Everyone’s focused on tariffs and the global economy. But another potential risk may be emerging: worsening price action in the health-care sector.
Key companies in the SPDR Health Care ETF (XLV) have tried to rally on good news lately, but failed. For example:
- Johnson & Johnson (JNJ) received a smaller-than-expected fine in a big opioid case on Monday. JNJ spiked over $134 in the extended hours immediately after the decision. It rose even less in the usual session before closing near its low of the session. Don’t forget it also fell on July 16 despite reporting better-than-expected earnings and revenue.
- UnitedHealth (UNH), the HMO giant, keeps falling despite strong results. Just look at the price action after beating estimates and raising guidance on July 18, or the failed rally on April 16.
JNJ and UNH are the biggest and third-biggest holdings in XLV. They’re also both members of the Dow Jones Industrial Average. Their inability to respond positively to good news may be a symptom of a wider illness in the sector — selling by large investors.
This is especially true in the current environment of economic uncertainty. Money managers have traditionally viewed health-care stocks as safe-havens that are immune from slowdowns. But this time around, they seem to favor utilities and real estate. (Precious metals are also surging as safe-haven stocks.)
Political and Pricing Risk
What’s going on? Diagnosing the situation we find a few major bearish conditions facing the industry.
First is political risk. Democrats want to nationalize healthcare in various ways, while the Republican Administration wants to lower prices. Meanwhile, various state governments are circling drug companies with a slew of opioid-related lawsuits.
Then you have the 2020 elections. Few things are certain in life, but it seems very likely that political pressure on health-care companies will only increase over the next 14 months.
Margins at Risk?
The second big risk relates to profit margins, which are getting squeezed from both ends. Drug prices face both political pressure and competitive pressures as Amazon.com (AMZN) elbows its way into the space. Higher wages for lower-income workers also threaten margins across the industry.
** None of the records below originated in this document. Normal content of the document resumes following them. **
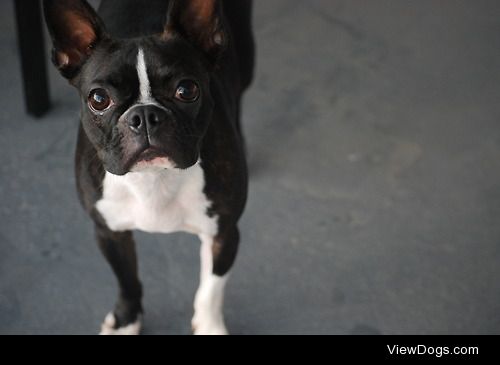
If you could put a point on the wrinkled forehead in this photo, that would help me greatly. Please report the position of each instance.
(120, 63)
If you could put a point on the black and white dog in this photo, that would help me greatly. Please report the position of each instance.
(160, 147)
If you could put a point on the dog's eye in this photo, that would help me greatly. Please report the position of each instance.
(99, 100)
(187, 91)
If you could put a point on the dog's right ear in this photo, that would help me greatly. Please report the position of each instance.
(75, 29)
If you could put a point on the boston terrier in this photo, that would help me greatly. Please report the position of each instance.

Weak margins are a potential concern because some companies have borrowed billions of dollars assuming certain amounts of profit. Those include CVS Health (CVS), Mylan (MYL), Bausch Health (BHC) and Teva Pharmaceuticals (TEVA). Hospital operators like Tenet Healthcare (THC) also have significant debt.
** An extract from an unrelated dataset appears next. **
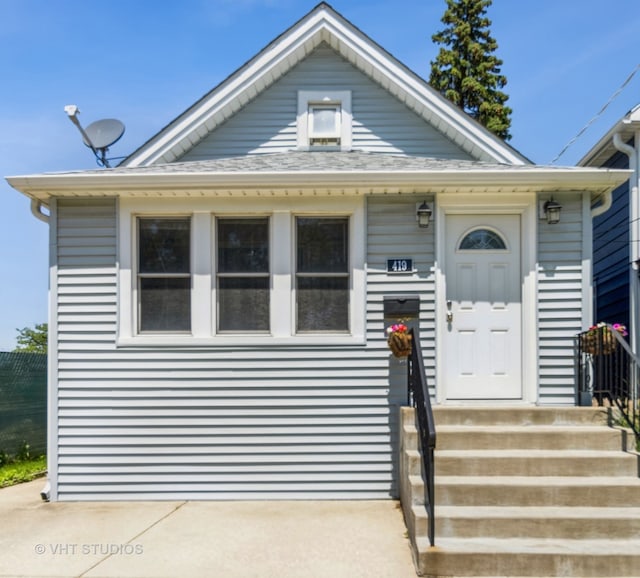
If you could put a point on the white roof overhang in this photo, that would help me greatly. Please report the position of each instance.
(627, 127)
(321, 25)
(132, 183)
Remember, shareholders receive what’s left after debts are paid. Weak margins mean less residual value. In other words, stock prices tend to suffer.
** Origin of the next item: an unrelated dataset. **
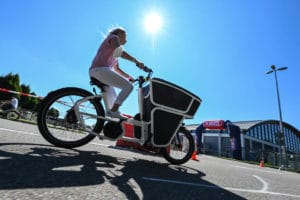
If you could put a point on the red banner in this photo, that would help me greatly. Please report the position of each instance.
(214, 124)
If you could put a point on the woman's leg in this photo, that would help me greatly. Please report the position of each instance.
(111, 78)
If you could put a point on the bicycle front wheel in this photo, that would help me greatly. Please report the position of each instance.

By the way, medical devices have dodged the bearish forces in their broader sector. Some of those include Medtronic (MDT), Edwards Life Sciences (EW) and Abbot Laboratories (ABT).
In conclusion, health-care stocks are failing to benefit from the safe-haven trade despite falling interest rates. There are few signs of sentiment turning, and potential risk going into next year’s elections. Investors may want to keep some of these trends in mind as they navigate the market in coming months.